Most of us feel we don’t really fit into a box, but oftentimes we are too scared of ridicule to say so openly. Ironically, we still tend to try to fit other people into neat little boxes. Those who live as they are, without apology, are often the ones who bring about revolution—and they usually don’t understand what the big deal is for the rest of us. These are people who push boundaries without realizing they’re doing it. If you tell them they’re breaking new ground, they will shrug their shoulders and say they’re just being themselves.
It is that way with Katie Pearlman, a New Jersey native who now lives and makes music on Long Island. Born to a family of mostly men, Katie was a self-professed tomboy who took up playing the drums at the age of ten. She was playing in bands and recording music before she was old enough to leave home. These days, she is a highly sought-after session and live musician, well-respected in the community and unfazed by being a female drummer in a scene mostly full of men.

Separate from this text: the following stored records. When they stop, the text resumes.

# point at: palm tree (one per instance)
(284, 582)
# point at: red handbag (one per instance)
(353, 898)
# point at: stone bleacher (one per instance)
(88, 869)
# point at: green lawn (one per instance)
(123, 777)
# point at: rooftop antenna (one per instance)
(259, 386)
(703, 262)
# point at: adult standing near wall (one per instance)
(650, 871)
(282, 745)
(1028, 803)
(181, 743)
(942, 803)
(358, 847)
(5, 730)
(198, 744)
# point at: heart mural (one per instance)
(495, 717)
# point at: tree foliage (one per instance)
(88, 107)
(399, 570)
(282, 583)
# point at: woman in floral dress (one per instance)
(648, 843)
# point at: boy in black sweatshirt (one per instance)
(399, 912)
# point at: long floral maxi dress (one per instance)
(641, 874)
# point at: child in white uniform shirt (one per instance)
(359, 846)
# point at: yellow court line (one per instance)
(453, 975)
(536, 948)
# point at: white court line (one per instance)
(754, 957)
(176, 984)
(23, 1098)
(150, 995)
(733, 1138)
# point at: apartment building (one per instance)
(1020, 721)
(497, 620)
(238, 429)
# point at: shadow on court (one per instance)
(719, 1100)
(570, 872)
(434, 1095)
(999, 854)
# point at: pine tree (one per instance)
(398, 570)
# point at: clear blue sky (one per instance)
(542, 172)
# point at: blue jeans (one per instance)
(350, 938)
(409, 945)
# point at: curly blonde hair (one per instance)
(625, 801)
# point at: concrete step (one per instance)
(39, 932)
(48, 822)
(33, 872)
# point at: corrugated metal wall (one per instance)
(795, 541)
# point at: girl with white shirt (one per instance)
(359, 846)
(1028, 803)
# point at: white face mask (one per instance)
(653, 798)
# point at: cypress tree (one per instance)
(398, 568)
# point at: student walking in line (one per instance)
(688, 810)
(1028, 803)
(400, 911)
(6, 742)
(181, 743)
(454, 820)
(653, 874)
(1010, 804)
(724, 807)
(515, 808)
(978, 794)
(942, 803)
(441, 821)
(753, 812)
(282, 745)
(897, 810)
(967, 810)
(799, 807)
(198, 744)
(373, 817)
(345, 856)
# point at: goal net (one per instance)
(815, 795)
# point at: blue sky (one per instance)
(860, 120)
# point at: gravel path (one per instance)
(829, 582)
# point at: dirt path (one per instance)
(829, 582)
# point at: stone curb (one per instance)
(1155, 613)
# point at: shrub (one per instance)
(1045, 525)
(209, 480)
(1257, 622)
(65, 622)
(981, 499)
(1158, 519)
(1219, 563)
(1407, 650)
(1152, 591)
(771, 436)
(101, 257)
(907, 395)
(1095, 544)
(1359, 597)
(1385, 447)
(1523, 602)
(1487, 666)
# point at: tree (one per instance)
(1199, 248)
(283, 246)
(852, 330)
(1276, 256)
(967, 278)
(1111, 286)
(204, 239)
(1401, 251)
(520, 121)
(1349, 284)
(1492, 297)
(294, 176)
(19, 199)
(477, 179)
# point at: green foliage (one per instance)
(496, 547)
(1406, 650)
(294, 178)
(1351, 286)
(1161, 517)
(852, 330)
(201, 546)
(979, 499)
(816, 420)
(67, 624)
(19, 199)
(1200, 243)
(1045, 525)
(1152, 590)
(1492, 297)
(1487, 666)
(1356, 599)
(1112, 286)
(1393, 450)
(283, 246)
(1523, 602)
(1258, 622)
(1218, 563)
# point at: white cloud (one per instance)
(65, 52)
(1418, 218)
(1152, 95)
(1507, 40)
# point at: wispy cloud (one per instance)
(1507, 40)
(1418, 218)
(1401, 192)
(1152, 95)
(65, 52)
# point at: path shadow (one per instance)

“I’ve always felt very comfortable in this scene,” Katie explains. “Until this year, I always worked with men. I’ve been fortunate to have known and worked with some great men in this business. That being said, I realize now that it’s special to be a woman, and it’s important to pay tribute to women who have been through life experiences and have come out on top, so to speak.”
That is exactly what she’s doing with her new release, Girls Like Us. Katie got the idea to write an album celebrating women when she read Andrea Buchanan’s book Note to Self: 30 Women on Hardship, Humiliation, Heartbreak, and Overcoming It All. “I was interested in reading stories about other women. The title track, ‘Girls Like Us,’ is about a woman who I related to at the time I read the story. Greta grew up somewhat like me, a tomboy. She had brothers, she played guitar, she loved sports, etc. She was a professional athlete and wrote of the difficulty she had going from [being] a professional athlete to a pregnant woman [and dealing with being] much larger than her former body. I was pregnant at the time and loved this story because she spoke of how superficial beauty can be because our physical bodies change at some point in our lives.”
Katie’s experiences as a new mom, especially balancing her family life with being a working musician, caused her to look at life a little differently and colored the perspective of the album. Katie’s songwriting is deeply rooted in storytelling; in many of them, she will introduce a character and simply share that person’s story. But a thoughtful, introspective sensibility pervades each tale, causing listeners to feel that maybe this story is about them, too.
Girls Like Us is Katie’s third album, and instead of settling into a comfortable, “more of the same” sort of groove as so many artists do, Katie is taking the opportunity to grow, change and learn. She has put a new band together and has stepped out from behind the drumset to play guitar, embracing the intimacy of performing as a singer-songwriter rather than just “one of the band.” You can catch a glimpse of this at the cd release party for Girls Like Us on January 6th, in the lobby of the Patchogue Theatre. You might just come away from the experience feeling ready to do a little growing, changing and learning yourself.